Now, if __builtins__
is really a Python dictionary, then this suggests that we can do more than just obtain values from it. Given a dictionary, we can also do these things (among others):
Can we do those kinds of things with the dictionary stored in __builtins__
, then? And if this dictionary represents the module's attributes, does that change what's considered "built into" Python?
>>> __builtins__['booize'] = lambda x: f'Boo says {x}'
>>> booize('Hello')
'Boo says Hello'
>>> __builtins__['list'] = __builtins__['set']
>>> list(range(5))
{0, 1, 2, 3, 4} # Not a list, but a set!
>>> list
<type 'set'> # Oh!
>>> list is set
True # Ah! They really are the same type now!
>>> abs(-3)
3
>>> del __builtins__['abs']
>>> abs(-3)
Traceback (most recent call last):
File "C:\Program Files\...\pydevconsole.py", line 364, in runcode
coro = func()
^^^^^^
File "<input>", line 1, in <module>
NameError: name 'abs' is not defined
So, all in all, it looks like we can make modifications to modules — even Python's builtins
module! — on the fly. Don't worry; the next time you restart the Python shell, those changes will be lost, so we don't need to reinstall Python from scratch.

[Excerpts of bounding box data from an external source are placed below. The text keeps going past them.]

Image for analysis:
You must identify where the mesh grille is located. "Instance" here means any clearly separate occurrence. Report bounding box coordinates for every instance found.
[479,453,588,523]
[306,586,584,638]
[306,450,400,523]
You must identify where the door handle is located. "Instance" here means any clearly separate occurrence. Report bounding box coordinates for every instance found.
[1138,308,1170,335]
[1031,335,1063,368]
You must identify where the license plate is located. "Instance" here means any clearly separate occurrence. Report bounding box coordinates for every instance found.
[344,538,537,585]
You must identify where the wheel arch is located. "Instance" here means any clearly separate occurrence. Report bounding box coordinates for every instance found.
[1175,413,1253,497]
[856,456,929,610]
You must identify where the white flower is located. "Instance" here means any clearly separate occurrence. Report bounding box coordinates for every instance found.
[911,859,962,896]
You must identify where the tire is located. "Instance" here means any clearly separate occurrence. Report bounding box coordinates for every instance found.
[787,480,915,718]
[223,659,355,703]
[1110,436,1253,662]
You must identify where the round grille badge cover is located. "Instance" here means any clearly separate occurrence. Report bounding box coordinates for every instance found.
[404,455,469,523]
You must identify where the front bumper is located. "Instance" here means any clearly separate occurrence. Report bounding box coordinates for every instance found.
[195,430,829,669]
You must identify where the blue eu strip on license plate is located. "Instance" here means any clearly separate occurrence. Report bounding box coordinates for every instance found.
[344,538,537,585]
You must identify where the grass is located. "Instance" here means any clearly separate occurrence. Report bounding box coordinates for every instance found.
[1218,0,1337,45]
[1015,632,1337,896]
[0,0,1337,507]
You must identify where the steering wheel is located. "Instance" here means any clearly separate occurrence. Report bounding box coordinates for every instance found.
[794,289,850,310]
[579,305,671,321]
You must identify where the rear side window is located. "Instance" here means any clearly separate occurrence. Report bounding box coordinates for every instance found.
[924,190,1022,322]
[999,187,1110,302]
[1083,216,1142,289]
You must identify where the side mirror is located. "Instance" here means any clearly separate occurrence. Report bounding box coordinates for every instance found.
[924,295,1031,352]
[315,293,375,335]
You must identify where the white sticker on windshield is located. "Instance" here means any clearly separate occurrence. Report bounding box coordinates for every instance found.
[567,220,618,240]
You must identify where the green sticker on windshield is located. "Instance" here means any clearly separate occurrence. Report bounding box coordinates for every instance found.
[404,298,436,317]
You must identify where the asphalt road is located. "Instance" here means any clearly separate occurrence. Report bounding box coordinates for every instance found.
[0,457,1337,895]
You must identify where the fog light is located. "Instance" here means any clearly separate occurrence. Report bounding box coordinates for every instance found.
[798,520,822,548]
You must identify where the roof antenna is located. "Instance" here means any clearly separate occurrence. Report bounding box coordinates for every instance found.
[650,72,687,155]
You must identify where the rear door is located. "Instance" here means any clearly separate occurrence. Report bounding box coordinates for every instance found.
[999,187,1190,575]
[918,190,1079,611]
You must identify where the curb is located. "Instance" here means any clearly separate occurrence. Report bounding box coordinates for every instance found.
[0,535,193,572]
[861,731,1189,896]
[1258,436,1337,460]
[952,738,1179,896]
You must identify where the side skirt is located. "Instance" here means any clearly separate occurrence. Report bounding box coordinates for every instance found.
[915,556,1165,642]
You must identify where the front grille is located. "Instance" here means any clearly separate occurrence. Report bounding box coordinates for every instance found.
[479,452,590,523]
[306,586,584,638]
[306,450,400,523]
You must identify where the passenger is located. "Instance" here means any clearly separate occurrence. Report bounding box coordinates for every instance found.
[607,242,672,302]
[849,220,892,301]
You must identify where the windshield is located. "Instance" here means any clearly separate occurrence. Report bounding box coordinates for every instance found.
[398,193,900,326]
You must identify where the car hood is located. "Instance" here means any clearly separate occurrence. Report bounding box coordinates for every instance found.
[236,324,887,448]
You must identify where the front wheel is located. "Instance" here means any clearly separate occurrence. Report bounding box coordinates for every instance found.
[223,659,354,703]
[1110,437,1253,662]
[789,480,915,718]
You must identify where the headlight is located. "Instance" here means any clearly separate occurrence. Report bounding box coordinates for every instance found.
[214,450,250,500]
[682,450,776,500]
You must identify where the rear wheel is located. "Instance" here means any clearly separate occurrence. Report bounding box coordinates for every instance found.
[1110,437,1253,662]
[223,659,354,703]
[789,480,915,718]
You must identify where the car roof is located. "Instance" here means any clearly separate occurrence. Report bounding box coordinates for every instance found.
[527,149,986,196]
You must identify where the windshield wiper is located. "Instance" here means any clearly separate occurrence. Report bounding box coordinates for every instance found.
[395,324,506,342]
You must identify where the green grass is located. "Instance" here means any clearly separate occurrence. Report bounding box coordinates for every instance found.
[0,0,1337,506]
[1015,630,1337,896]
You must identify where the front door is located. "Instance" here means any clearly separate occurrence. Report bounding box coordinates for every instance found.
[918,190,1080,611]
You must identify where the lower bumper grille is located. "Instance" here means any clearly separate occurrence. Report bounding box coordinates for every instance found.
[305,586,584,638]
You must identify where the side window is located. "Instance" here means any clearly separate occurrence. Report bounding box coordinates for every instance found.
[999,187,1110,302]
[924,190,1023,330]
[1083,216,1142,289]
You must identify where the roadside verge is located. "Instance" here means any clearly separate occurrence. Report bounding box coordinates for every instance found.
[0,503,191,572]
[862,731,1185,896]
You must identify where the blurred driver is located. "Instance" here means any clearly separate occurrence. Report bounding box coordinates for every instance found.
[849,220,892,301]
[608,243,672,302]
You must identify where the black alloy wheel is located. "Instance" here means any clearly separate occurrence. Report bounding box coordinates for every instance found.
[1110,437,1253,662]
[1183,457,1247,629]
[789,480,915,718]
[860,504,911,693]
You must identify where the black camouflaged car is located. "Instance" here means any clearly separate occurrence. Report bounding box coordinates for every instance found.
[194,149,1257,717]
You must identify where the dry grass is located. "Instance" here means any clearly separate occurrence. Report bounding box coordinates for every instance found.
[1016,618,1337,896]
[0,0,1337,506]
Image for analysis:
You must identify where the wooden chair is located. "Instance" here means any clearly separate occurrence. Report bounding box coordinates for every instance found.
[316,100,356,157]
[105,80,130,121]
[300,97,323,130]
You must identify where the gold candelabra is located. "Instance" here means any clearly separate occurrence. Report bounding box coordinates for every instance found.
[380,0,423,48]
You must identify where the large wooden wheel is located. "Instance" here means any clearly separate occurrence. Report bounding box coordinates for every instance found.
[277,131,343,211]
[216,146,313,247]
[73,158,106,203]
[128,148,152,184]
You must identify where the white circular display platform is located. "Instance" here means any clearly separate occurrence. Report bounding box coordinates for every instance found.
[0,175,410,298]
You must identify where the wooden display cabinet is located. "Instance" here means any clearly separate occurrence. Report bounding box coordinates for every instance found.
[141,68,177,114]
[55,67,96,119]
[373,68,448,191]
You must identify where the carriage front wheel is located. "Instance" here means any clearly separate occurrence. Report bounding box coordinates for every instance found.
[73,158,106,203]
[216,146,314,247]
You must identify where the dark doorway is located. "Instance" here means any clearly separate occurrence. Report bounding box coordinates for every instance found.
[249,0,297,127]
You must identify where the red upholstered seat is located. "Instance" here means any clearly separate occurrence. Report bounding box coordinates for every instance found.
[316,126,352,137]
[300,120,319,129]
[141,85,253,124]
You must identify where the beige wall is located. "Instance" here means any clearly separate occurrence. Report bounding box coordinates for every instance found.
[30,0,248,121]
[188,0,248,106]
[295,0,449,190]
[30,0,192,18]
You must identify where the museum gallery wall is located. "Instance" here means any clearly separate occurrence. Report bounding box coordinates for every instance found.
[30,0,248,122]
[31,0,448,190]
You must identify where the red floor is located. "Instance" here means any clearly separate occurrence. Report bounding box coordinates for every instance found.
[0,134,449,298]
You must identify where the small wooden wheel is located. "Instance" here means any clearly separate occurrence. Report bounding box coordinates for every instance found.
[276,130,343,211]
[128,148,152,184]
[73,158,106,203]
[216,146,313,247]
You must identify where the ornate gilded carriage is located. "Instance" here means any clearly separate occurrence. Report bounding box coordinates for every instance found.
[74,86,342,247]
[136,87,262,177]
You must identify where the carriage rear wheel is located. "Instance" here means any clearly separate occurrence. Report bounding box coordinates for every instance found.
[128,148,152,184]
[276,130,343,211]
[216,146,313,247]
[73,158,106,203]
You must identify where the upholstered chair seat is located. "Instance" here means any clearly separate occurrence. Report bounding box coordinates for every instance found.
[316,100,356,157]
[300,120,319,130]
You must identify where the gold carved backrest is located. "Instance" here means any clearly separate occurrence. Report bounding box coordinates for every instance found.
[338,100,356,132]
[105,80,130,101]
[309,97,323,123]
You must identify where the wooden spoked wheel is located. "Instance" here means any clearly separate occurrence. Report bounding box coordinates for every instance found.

But it's certainly an interesting thought that you might not have had about Python before. When they say Python is a "dynamic language," they aren't kidding!
Now, should we do those kinds of things with the __builtins__
dictionary? Almost certainly not! But it's not a bad idea to stop and think about the limits of the programming language features you learn. Once you know how far they go, you'll be able to consider how you might use their flexibility for benefit instead of for causing trouble, and you may also find that there are ways to protect your programs against that sort of trouble being caused accidentally. (In a language that's as dynamic as Python, the meanings of all kinds of things can be changed, which means we have to take more care to be sure those meanings aren't changing in ways we don't want them to.)
Scopes, namespaces, and functions
Now that we've seen some of the mechanisms that allow Python to take an identifier and decide which object we've accessed, we should follow that trail further. If dir()
gives us back a list of the names defined in the current scope, what happens to its result after we store a value in a new variable?
When we first start up a fresh Python shell in PyCharm, this is its directory.
>>> dir()
['__builtins__', '__doc__', '__loader__', '__name__',
'__package__', '__spec__', 'sys']
What happens if we store the integer 3
into the variable x
?
>>> x = 3
>>> dir()
['__builtins__', '__doc__', '__file__', '__loader__', '__name__',
'__package__', '__spec__', 'sys', 'x']
# ^^^ x is now in the directory.
We might expect, then, that deleting the variable subsequently would remove it from the directory, as well.
>>> del x
>>> dir()
['__builtins__', '__doc__', '__file__', '__loader__', '__name__',
'__package__', '__spec__', 'sys']
# ^^^ Yep!
What about defining functions? By what mechanism are they created?
>>> def square(n):
... return n * n
...
>>> dir()
['__builtins__', '__doc__', '__file__', '__loader__', '__name__',
'__package__', '__spec__', 'square', 'sys']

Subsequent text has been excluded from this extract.